H&H Medical Corporation Issues Nationwide Recall of Emergency Cricothyrotomy Kit
Date of Recall
2013-10-04Recall Details
- October 4, 2013 - On August 27, 2013, H&H Medical Corporation initiated a nationwide recall of 6,619 units of the H&H Emergency Cricothyrotomy Kit. The product has been found to show the potential for a defective cuff balloon on the provided endotracheal airway.Consumers who have product should stop using the product and return them to their original place of purchase for immediate credit. Distributors are instructed to return all recalled items meeting the lot numbers listed below for return credit or for immediate replacement.
The recalled version of the H&H Emergency Cricothyrotomy Kit was produced between August 16, 2012 and July 29, 2013. The following lot numbers have been recalled:
| Lot # of kits manufactured |
Quantity Shipped In Market |
Expiration Date |
|---|---|---|
|
CKBD033 CKBE033 |
1,802 198 |
August 2015 |
|
CKBD034 CKBF034 CKBG034 |
653 326 254 |
August 2015 |
| CKBP045 | 248 | November 2015 |
|
CKBP047 CKBQ047 |
172 201 |
November 2015 |
| CKBR060 | 125 | February 2016 |
| CKBT065 | 125 | April 2016 |
|
CKBV070 CKBW070 CKBX070 |
150 101 385 |
May 2016 |
| CKBX071 | 247 | May 2016 |
| CKBX076 | 510 | June 2016 |
| CKBX078 | 125 | July 2016 |
| CKBX079 | 125 | July 2016 |
| CKBY079 | 125 | |
|
CKBY080 CKBZ080 CKCA080 |
164 368 215 |
July 2016 |
The product lot number can be identified by a lot number and manufacture label applied at the top opening of the kit.
H&H Medical Corporation is voluntarily recalling this product after becoming aware of the issue with the defective cuff. H&H Medical Corporation has notified the FDA of this action.
The cuff balloon may be defective due to a very particular set of circumstances (a reduction in package density, a higher than average dose of gamma sterilization, and the occasional slippage of a protective silicon sleeve during shipping used to shield the cuff balloon at the end of the endotracheal airway). To date, no injuries or deaths have been reported to H&H or to the FDA.
H&H Medical Corporation is notifying its distributors and customers by letter and email as well as posting this notice on our website at http://www.gohandh.com. Users should quarantine this product from inventory and return it to the original source of sale for credit or to request immediate replacement. Distributors and resellers are to return recalled product to H&H by contacting Michelle Morgan at 804-642-3663 or by email at [email protected]. Please indicate whether replacement kits or purchase credit is requested. All return shipping costs will be paid by H&H Medical Corporation.
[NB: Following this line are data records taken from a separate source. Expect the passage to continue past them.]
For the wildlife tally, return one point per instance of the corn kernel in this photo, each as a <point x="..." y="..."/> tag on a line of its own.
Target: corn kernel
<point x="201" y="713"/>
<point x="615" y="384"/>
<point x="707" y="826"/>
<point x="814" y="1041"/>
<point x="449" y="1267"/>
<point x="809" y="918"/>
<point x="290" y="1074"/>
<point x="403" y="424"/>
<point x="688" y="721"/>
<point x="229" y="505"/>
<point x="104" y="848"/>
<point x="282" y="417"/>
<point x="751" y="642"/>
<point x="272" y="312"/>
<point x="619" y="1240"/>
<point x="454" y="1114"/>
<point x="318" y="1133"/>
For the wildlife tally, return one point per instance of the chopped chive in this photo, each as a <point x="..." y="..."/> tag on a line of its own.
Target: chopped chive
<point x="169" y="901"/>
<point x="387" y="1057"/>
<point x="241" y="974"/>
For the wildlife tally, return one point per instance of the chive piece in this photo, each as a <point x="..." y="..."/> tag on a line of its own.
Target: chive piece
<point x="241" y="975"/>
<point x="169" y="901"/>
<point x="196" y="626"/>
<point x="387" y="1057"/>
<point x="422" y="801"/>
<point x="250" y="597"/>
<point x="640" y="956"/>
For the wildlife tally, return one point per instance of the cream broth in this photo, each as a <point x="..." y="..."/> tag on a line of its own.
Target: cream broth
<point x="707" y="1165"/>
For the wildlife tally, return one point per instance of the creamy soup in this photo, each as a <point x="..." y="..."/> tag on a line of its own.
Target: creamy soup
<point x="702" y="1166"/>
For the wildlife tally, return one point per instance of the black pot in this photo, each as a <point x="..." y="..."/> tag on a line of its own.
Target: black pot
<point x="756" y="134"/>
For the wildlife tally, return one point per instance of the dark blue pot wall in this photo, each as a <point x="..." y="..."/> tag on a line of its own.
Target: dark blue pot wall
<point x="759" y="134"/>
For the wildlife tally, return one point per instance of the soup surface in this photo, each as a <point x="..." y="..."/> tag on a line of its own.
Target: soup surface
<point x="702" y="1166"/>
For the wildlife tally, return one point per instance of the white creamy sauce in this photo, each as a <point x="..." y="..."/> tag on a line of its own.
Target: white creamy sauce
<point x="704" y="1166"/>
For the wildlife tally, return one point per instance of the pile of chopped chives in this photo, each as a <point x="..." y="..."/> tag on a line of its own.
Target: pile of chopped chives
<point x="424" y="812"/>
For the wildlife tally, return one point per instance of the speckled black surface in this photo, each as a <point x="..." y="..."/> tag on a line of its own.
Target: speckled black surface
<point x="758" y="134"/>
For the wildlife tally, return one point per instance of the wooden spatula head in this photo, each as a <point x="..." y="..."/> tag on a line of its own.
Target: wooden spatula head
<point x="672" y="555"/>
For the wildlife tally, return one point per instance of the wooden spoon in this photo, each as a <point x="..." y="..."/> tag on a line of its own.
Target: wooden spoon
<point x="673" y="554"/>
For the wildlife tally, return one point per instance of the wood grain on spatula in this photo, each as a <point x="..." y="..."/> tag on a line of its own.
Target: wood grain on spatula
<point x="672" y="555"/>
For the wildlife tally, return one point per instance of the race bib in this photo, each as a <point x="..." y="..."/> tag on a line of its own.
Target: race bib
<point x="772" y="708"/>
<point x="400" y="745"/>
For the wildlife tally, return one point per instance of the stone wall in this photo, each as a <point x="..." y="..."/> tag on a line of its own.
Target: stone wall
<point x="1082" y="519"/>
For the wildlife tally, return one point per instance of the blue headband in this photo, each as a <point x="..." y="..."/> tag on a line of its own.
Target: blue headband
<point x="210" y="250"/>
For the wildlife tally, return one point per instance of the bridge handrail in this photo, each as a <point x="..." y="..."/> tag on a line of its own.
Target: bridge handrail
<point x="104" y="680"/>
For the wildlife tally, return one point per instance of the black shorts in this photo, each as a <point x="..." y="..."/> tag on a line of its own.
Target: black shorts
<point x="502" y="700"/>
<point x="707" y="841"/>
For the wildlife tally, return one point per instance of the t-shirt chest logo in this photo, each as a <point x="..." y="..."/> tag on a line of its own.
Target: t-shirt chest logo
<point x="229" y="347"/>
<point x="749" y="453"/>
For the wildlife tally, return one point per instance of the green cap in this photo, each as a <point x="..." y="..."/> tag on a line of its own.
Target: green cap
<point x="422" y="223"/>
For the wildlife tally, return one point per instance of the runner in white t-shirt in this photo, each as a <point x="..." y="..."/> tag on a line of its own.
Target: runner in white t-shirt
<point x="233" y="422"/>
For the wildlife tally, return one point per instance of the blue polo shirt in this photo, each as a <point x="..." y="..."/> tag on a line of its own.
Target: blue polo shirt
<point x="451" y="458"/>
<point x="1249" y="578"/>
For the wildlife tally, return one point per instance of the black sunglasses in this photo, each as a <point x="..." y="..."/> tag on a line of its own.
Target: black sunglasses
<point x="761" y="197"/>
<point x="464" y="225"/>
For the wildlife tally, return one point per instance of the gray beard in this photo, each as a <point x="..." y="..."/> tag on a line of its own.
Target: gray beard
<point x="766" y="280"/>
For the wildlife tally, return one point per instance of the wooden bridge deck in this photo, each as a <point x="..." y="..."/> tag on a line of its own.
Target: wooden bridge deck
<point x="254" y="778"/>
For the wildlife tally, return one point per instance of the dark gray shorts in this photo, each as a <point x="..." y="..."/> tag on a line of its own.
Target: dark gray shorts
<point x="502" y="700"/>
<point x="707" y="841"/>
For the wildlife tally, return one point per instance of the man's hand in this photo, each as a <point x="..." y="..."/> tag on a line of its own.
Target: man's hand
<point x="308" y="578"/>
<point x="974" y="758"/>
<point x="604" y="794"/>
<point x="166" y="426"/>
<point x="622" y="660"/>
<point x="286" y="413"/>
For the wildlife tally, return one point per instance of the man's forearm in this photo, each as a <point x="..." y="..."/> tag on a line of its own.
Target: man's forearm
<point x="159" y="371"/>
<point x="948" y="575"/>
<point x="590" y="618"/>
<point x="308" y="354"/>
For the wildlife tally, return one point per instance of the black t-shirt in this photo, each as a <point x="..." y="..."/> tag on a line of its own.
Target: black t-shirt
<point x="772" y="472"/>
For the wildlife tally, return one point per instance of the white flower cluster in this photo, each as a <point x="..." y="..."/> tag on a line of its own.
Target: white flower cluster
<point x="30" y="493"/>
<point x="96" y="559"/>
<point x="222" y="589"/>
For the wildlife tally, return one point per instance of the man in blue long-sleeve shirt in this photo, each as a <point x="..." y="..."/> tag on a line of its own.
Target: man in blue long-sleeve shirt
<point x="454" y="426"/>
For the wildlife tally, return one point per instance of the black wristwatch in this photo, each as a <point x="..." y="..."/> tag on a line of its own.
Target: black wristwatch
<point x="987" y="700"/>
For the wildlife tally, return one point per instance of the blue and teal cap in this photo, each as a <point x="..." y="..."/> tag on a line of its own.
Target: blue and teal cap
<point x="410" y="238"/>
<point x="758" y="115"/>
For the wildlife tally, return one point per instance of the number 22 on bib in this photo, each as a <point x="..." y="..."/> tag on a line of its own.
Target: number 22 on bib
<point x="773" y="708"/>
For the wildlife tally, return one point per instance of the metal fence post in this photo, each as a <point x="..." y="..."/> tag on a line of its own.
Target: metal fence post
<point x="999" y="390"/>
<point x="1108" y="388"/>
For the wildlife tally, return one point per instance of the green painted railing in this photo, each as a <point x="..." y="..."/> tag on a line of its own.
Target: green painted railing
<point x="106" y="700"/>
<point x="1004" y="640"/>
H&H Medical Corporation distributed this product within the Continental United States, primarily for U.S. military sale and use.
Consumers with questions may contact H&H Medical Corporation via telephone at 800-326-5708 between the hours of 8 a.m. and 4:30 p.m. (Eastern Time Zone). Consumer may also contact the company via e-mail at [email protected].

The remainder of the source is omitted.